The issue also exists when accessing the data through Pervasive.SQL (ODBC, Ole-DB, etc) which requires tables to be defined in the DDFs. Some applications will choose to not define the sensitive tables and leave them strictly to Btrieve access with an owner name. Files that are not defined in the ddfs will not be migrated to the new SQL server – this is a problem…

How do these two approaches migrate to MSSQL?

First, keep in mind; SQL tables do not require direct access by users. In other words, your application can be given a login which only it knows so users cannot access the data directly – only through the application. So, if the server, database, tables are locked down under security, auditing, etc, the data should be even safer in the SQL tables than it was under Btrieve. So, most administrators would not encourage the use of table encryption for instance.

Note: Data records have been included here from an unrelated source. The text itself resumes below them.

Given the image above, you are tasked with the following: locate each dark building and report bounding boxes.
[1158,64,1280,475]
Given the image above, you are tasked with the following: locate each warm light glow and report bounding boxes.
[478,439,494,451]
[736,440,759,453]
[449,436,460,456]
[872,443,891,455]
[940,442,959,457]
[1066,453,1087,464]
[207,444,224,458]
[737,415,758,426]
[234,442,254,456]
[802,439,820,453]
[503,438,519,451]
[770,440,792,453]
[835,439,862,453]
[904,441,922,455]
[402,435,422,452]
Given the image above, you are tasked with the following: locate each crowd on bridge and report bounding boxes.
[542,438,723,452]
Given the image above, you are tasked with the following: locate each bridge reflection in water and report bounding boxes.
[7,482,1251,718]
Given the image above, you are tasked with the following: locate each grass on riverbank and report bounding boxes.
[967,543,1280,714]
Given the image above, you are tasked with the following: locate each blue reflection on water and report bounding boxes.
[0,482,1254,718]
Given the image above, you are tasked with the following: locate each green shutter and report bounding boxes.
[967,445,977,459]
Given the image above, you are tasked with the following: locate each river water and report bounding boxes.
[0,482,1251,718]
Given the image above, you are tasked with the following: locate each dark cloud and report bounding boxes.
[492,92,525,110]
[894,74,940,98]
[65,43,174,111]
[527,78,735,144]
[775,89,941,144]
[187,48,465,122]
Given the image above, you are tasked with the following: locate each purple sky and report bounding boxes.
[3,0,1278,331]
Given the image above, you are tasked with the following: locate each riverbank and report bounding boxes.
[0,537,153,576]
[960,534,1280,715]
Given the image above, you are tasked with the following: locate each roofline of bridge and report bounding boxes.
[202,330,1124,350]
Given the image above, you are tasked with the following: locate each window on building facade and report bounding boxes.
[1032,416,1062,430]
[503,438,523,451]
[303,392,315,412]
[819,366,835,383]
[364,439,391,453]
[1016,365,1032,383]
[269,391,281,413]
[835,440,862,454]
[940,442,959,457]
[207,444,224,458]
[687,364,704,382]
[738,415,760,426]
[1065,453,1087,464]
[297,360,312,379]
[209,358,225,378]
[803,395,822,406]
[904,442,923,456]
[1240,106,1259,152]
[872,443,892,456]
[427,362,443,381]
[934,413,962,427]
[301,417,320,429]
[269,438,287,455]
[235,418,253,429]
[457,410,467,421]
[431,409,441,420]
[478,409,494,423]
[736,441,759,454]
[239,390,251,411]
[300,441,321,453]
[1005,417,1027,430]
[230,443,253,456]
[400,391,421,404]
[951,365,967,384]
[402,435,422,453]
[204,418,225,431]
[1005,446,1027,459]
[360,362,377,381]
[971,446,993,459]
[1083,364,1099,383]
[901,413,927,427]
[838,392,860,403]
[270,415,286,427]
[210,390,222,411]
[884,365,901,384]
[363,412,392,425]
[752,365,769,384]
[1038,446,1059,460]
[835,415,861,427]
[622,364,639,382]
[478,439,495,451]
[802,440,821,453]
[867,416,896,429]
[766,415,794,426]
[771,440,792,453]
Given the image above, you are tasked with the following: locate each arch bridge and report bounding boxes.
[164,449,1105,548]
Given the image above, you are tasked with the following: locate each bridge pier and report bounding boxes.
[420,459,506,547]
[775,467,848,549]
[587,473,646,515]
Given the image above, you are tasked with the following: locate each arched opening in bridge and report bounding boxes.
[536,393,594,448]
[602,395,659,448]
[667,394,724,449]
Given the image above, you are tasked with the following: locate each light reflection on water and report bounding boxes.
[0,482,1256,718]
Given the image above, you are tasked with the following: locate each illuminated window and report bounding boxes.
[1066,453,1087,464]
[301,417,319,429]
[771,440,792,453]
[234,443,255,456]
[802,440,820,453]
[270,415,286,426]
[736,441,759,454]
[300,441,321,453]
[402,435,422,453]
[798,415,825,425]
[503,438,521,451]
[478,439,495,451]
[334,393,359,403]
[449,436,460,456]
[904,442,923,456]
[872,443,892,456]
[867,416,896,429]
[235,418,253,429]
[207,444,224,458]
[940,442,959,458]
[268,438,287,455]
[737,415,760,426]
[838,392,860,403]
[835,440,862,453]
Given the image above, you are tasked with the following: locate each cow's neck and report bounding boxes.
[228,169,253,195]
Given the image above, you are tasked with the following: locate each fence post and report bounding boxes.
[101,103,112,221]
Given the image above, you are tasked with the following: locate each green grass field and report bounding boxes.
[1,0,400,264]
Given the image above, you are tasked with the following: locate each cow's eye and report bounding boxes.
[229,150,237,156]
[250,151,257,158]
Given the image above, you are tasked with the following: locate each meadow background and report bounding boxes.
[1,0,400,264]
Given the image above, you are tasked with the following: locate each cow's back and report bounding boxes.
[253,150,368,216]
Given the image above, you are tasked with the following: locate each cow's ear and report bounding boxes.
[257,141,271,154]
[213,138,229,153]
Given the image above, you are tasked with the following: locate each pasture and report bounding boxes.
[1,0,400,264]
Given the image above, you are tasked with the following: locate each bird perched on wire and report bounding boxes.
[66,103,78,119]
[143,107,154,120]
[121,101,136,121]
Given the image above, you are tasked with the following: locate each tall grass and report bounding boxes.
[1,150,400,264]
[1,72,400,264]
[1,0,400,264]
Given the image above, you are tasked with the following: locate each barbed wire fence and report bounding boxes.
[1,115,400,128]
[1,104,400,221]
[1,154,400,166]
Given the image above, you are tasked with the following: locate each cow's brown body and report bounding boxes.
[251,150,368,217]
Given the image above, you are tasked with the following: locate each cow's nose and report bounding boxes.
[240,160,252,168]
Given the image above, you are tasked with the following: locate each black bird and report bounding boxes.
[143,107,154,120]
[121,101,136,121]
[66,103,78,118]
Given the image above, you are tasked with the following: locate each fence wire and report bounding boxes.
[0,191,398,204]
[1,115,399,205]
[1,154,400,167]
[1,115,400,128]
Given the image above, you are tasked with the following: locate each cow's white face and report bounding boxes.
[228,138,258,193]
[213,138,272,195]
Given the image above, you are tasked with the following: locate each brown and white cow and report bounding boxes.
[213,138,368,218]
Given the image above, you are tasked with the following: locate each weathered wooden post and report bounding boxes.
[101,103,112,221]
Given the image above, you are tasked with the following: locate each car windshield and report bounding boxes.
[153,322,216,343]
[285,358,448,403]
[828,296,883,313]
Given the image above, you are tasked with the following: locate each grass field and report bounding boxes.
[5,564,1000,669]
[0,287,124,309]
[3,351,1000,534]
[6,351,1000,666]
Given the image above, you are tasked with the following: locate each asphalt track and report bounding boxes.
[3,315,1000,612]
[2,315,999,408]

For the data files which are not currently defined in the DDFs, there are several approaches.

  1. Define them in the ddfs. You don’t have to define each field – leave most of the record as a binary. Only the indexed fields must be properly defined.

But perhaps you intend to continue shipping the same ddfs to Btrieve customers and still don’t want the tables to appear here.

  1. Backup the current ddfs and define the secure tables. You will then be maintaining two sets of ddfs.
  2. Create a blank set of ddfs in another folder (that does not ship to the customers). In here, define just the secure tables. You will then have to migrate both sets of tables to the SQL server.

Another thought to further ensure security on the sensitive tables: separate the data into another database. Whether the tables are all defined in one set of ddf, or in two, you can migrate them to different database on the SQL server. This really doesn’t change the security of the data as logins can control access to the tables anyway. But it does clearly partition the data and make it easier to know which tables must have tighter security control.

Working with the new data

Now that the Pervasive Control Center is gone, how do I look at the data on the server?

The usual method is the Microsoft SQL Server Management Studio that ships with SQL Server.

There are also many tools available for purchase online. One such is Aqua Data Studio – http://www.aquafold.com/

Most of these tools let you execute queries, edit data, modify table structures, import/export, etc.